INSTANCE: Graph G = (V,E), subset V' ⊆ V, a rational "failure probability" p(e), 0 ≤ p(e) ≤ 1, for each e ∈ E, a positive rational number q ≤ 1.
QUESTION: Assuming edge failures are independent of one another, is the probability q or greater that each pair of vertices in V' is joined by at least one path containing no failed edge?

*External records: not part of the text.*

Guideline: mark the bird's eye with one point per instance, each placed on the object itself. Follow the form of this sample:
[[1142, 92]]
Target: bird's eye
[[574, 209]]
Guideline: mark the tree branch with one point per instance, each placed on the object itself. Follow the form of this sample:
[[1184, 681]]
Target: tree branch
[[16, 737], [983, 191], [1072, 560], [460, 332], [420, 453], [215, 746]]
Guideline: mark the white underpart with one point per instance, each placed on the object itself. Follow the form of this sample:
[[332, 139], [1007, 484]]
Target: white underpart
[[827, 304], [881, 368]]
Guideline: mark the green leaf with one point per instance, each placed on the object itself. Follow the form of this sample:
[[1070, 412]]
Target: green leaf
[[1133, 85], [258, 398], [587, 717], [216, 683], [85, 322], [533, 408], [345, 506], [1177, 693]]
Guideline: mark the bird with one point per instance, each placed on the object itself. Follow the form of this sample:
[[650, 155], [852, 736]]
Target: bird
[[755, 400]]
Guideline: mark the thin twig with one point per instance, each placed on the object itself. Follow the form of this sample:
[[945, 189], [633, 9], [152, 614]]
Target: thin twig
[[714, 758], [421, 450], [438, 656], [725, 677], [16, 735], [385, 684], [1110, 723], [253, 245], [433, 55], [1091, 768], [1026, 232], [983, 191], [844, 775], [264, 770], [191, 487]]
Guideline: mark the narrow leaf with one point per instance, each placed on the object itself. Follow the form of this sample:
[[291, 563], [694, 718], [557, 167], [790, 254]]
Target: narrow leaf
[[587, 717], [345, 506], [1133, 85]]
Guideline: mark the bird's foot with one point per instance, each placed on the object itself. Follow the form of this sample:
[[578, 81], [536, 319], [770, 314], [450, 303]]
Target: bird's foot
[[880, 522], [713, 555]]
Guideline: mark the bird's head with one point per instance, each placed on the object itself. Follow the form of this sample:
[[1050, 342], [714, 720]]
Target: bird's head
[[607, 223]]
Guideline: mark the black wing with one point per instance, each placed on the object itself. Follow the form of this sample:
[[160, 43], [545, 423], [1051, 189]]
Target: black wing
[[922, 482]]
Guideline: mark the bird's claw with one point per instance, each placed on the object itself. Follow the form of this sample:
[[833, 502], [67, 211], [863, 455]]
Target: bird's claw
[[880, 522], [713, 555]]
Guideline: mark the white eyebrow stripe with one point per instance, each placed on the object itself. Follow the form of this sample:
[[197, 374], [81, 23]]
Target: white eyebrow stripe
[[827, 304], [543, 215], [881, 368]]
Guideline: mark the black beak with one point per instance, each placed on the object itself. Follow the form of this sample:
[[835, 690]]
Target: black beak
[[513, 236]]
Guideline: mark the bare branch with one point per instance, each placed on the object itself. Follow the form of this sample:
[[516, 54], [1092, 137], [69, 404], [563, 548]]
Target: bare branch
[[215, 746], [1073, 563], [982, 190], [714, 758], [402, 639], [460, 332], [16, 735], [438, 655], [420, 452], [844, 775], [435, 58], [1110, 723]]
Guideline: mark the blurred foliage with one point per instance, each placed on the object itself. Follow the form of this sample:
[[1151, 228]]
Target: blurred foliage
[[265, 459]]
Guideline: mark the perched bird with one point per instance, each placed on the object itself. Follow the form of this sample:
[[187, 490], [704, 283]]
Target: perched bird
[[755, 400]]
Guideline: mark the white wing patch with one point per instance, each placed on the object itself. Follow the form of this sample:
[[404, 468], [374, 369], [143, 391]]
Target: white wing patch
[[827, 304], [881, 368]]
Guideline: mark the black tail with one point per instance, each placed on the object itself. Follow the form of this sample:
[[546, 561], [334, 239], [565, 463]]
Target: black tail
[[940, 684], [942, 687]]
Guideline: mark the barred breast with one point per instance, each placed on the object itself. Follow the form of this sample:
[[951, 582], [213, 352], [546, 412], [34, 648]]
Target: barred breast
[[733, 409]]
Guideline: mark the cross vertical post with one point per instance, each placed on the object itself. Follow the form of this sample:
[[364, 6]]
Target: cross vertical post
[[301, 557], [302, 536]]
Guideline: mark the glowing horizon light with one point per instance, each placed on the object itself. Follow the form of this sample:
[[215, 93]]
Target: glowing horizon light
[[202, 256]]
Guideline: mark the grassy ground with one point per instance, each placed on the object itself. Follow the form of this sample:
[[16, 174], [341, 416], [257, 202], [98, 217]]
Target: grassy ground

Reference: [Rosenthal, 1974]. Transformation from STEINER TREE IN GRAPHS.
Comment: Not known to be in NP. Remains NP-hard even if |V'| = 2 [Valiant, 1977b]. The related problem in which we want two disjoint paths between each pair of vertices in V' is NP-hard even if V' = V [Ball, 1977b]. If G is directed and we ask for a directed path between each ordered pair of vertices in V', the one-path problem is NP-hard for both |V'| = 2 [Valiant, 1977b] and V' = V [Ball, 1977a]. Many of the underlying subgraph enumeration problems are #P-complete (see [Valiant, 1977b]).

How to solve

  • It can be solved by (existing) bruteforce. Enumerate all 2^|E| edge survival/failure patterns, for each pattern check if terminals V' are pairwise connected (BFS/DFS), sum the probabilities of connected patterns, compare to threshold q.
  • It can be solved by reducing to integer programming. (Not directly — this is a probability computation problem, not a standard optimization problem.)
  • Other: BDD-based exact methods for moderate-size graphs; Monte Carlo simulation for estimation; inclusion-exclusion over min-cuts; factoring/decomposition methods for series-parallel graphs.

Example Instance

Graph G with 6 vertices {0, 1, 2, 3, 4, 5} and 8 edges:

  • Edges: {0,1}, {0,2}, {1,3}, {2,3}, {1,4}, {3,4}, {3,5}, {4,5}
  • Terminals V' = {0, 5}
  • Failure probabilities: all p(e) = 0.1 (each edge fails with 10% probability, survives with 90%)
  • Threshold q = 0.95

Analysis (two-terminal reliability from vertex 0 to vertex 5):

  • There are multiple paths from 0 to 5:
    • Path 1: 0→1→3→5 (edges {0,1}, {1,3}, {3,5})
    • Path 2: 0→2→3→5 (edges {0,2}, {2,3}, {3,5})
    • Path 3: 0→1→4→5 (edges {0,1}, {1,4}, {4,5})
    • Path 4: 0→2→3→4→5 (edges {0,2}, {2,3}, {3,4}, {4,5})
  • Total search space: 2^8 = 256 edge survival/failure patterns.
  • Brute-force enumeration over all 256 patterns yields:
    • 91 connected configurations (terminals 0 and 5 are pairwise reachable)
    • 165 disconnected configurations (terminals not connected)
  • Exact reliability = 0.9684 (sum of probabilities of all 91 connected patterns)

Expected Outcome

  • Reliability = 0.9684 > q = 0.95 → Answer: YES (the network reliability exceeds the threshold)
  • The example has 165 infeasible (disconnected) configurations out of 256 total, demonstrating a non-trivial instance where edge failures can disconnect the terminals.